E de repente tudo para e eu começo a ser sacudido.

“Hey, senhor? O que aconteceu?”

“Como você parou o –”

“O quê?” Ela me encarou confusa.

“Que barulho era aquele –” Olhei para o colar que ela usava. Ele era feito de duas pedrinhas que batiam e criavam um barulho delicado. Reconheci o barulho imediatamente. Ela me soltou e se afastou.

“O que aconteceu?”

“Seu colar me salvou.”

“Do que?”

“De mim.”

Ela me encarou ainda mais confusa e volcou as mãos na cintura. “Quer chamar um medico ou algo do tipo?”

“Não! Eu –” Tentei montar uma frase sem me interromper “Eu preciso ir, de verdade.”

“Me explique o que aconteceu!” Ela bateu o pé e eu revirei os olhos.

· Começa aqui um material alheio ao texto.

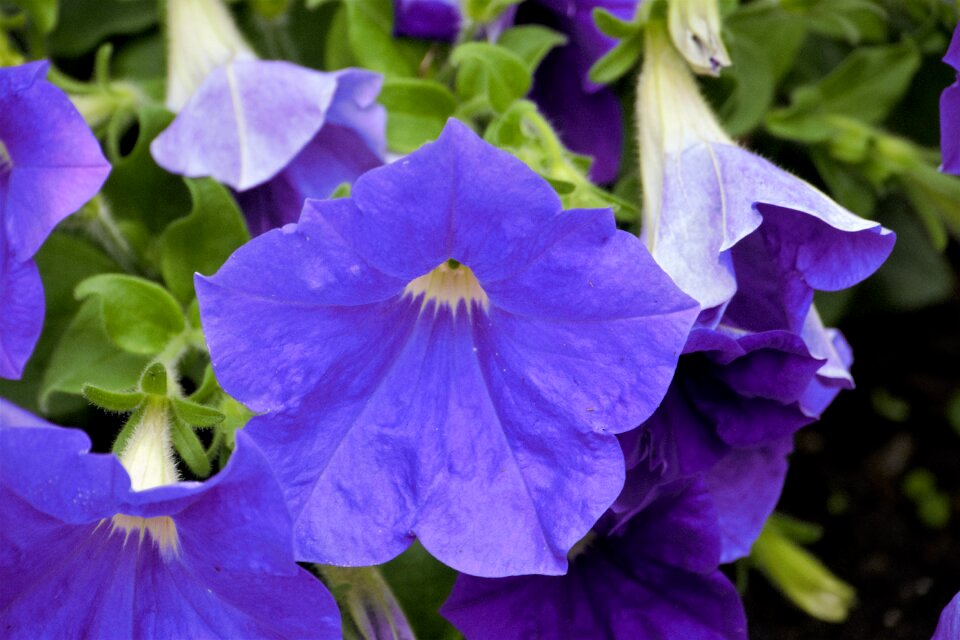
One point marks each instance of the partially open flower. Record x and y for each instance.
(85, 555)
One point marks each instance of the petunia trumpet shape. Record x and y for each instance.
(656, 577)
(85, 556)
(950, 111)
(50, 165)
(704, 196)
(286, 130)
(446, 355)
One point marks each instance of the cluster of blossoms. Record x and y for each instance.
(586, 424)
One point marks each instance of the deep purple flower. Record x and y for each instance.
(50, 165)
(728, 417)
(948, 628)
(950, 112)
(429, 19)
(655, 578)
(287, 131)
(447, 355)
(720, 219)
(83, 555)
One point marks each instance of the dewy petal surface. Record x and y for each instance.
(484, 426)
(246, 122)
(656, 579)
(68, 570)
(50, 163)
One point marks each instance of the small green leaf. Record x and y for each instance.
(188, 445)
(154, 380)
(618, 61)
(139, 316)
(43, 13)
(203, 240)
(531, 43)
(119, 401)
(369, 26)
(491, 71)
(196, 415)
(865, 87)
(86, 355)
(417, 111)
(611, 25)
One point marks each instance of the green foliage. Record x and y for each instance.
(138, 316)
(866, 86)
(489, 76)
(85, 355)
(84, 24)
(368, 26)
(203, 240)
(417, 111)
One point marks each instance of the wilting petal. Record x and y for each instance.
(246, 122)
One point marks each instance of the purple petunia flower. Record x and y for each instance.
(83, 555)
(429, 19)
(729, 417)
(447, 355)
(948, 628)
(273, 130)
(719, 219)
(50, 165)
(950, 111)
(656, 577)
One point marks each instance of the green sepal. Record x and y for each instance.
(204, 239)
(119, 401)
(128, 428)
(154, 379)
(493, 73)
(196, 415)
(188, 445)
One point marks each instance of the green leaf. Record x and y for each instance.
(86, 355)
(119, 401)
(490, 71)
(43, 13)
(191, 451)
(417, 111)
(196, 415)
(139, 316)
(203, 240)
(618, 61)
(486, 10)
(139, 192)
(154, 379)
(611, 25)
(369, 26)
(64, 260)
(866, 86)
(531, 43)
(84, 24)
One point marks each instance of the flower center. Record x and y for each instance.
(449, 284)
(162, 530)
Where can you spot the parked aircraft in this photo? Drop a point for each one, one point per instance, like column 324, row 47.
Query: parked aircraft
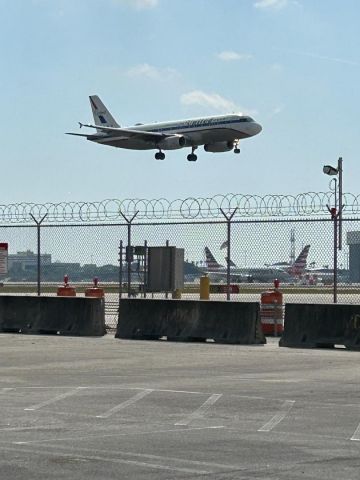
column 220, row 133
column 218, row 272
column 298, row 268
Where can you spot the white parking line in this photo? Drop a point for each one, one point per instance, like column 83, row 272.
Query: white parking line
column 55, row 399
column 125, row 404
column 276, row 419
column 356, row 436
column 4, row 390
column 199, row 413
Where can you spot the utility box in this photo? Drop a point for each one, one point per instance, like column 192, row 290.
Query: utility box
column 165, row 269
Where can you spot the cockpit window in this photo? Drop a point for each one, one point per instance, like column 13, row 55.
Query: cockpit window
column 246, row 119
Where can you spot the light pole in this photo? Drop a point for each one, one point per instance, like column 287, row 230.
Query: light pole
column 336, row 214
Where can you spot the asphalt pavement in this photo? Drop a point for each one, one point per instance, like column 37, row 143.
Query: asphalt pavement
column 104, row 408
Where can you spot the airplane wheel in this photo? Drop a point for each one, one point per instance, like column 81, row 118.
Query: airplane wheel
column 159, row 156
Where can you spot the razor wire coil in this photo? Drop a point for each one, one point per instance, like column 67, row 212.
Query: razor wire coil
column 201, row 208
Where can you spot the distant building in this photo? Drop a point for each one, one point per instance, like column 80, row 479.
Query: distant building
column 27, row 261
column 353, row 240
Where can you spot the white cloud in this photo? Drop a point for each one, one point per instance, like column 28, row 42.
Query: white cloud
column 152, row 72
column 229, row 55
column 275, row 4
column 212, row 100
column 138, row 4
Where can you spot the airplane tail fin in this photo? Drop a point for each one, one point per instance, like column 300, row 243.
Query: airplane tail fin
column 299, row 266
column 210, row 260
column 232, row 264
column 102, row 116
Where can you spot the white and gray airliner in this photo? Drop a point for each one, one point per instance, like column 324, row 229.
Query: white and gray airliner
column 220, row 133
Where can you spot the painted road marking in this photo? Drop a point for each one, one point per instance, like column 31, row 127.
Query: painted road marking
column 276, row 419
column 125, row 404
column 200, row 412
column 125, row 434
column 55, row 399
column 5, row 390
column 356, row 436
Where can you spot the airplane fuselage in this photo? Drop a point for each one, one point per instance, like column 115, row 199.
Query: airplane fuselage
column 220, row 133
column 197, row 131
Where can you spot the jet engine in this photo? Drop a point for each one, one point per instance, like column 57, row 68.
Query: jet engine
column 219, row 147
column 173, row 142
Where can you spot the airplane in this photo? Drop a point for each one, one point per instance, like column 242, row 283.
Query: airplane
column 220, row 133
column 216, row 271
column 298, row 268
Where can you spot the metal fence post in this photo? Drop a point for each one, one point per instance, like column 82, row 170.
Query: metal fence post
column 228, row 243
column 38, row 227
column 145, row 268
column 128, row 259
column 120, row 269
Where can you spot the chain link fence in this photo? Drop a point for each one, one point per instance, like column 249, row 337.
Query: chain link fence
column 263, row 246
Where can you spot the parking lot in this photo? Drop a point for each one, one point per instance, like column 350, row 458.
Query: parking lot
column 85, row 408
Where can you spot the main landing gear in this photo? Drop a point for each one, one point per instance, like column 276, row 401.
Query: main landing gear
column 192, row 157
column 159, row 155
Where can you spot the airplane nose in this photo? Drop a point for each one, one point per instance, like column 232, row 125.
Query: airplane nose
column 256, row 128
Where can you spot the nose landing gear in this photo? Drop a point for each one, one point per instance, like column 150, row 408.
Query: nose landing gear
column 159, row 155
column 192, row 157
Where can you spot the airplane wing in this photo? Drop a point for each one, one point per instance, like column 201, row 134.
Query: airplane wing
column 128, row 133
column 79, row 134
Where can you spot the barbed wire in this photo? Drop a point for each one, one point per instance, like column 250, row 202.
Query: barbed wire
column 250, row 206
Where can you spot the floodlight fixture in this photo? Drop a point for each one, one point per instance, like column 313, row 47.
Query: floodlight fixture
column 329, row 170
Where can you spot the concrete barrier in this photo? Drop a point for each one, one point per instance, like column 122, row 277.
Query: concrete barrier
column 190, row 320
column 319, row 325
column 52, row 315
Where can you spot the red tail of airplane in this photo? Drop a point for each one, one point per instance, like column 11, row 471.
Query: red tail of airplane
column 299, row 266
column 210, row 260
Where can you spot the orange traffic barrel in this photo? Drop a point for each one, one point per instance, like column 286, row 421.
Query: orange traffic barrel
column 95, row 291
column 66, row 290
column 272, row 311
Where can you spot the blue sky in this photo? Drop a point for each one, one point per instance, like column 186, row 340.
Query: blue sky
column 293, row 65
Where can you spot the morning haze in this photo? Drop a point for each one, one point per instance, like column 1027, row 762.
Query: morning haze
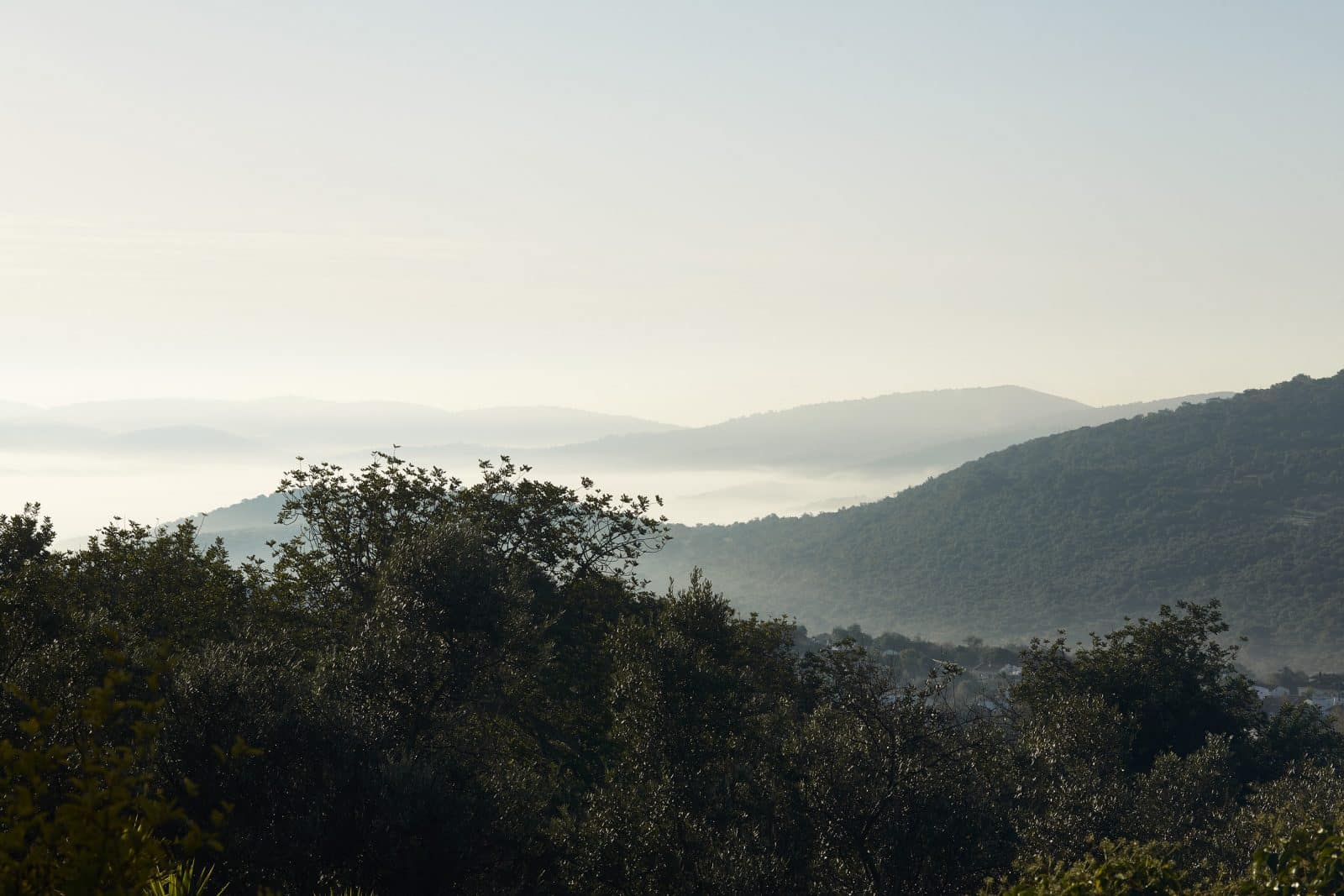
column 685, row 448
column 685, row 214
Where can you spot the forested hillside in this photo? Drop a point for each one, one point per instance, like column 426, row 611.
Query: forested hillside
column 1238, row 499
column 437, row 688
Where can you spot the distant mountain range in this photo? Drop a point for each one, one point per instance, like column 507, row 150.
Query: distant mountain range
column 937, row 429
column 292, row 425
column 1240, row 499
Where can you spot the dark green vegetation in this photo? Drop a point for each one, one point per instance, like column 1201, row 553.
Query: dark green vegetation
column 1236, row 499
column 437, row 688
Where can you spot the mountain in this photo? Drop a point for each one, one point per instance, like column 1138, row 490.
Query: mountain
column 905, row 430
column 181, row 439
column 17, row 409
column 1238, row 499
column 304, row 425
column 954, row 453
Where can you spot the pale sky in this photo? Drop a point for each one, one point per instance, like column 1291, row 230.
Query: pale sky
column 678, row 210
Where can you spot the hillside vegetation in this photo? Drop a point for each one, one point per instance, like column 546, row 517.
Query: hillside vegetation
column 1238, row 499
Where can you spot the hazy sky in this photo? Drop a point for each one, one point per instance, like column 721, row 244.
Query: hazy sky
column 676, row 210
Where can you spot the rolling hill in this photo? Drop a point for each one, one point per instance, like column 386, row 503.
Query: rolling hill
column 905, row 430
column 324, row 427
column 1240, row 499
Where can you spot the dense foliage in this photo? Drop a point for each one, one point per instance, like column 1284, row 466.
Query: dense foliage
column 440, row 688
column 1236, row 499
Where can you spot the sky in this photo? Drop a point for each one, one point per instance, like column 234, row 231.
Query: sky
column 683, row 211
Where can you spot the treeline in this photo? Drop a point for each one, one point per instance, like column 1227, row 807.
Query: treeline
column 1238, row 500
column 437, row 688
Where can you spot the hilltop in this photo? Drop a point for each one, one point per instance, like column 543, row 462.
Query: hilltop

“Não importa mais, boa noite.”

Ela me encarou com raiva e eu dei de ombros, acho que ela não entendeu minha explicação como uma real explicação. Antes que ela me respondesse saí correndo completamente decepcionado "tinha que ser hoje?" novamente olhei para minha vó e refleti por alguns minutos. Pensei que Essex tinha milhões de outras pessoas que podiam brilhar e que eu devia ignorar a existência de Matilda, mas ai… uma estrela cadente passou pelo céu e eu acompanhei seu trajeto ate um espaço vazio. Não, Matlida já tinha seu lugar no céu. A voz da minha vó entrou em minha cabeça “Traga ela para mim!” e eu ajeitei o casaco remendado e concordei. Qualquer coisa para a única pessoa que não me abandonou. Então eu iria atrás daquela estrela...

Eu não podia perder tempo por quê estrelas na terra não são eternas e aquela estrela era minha.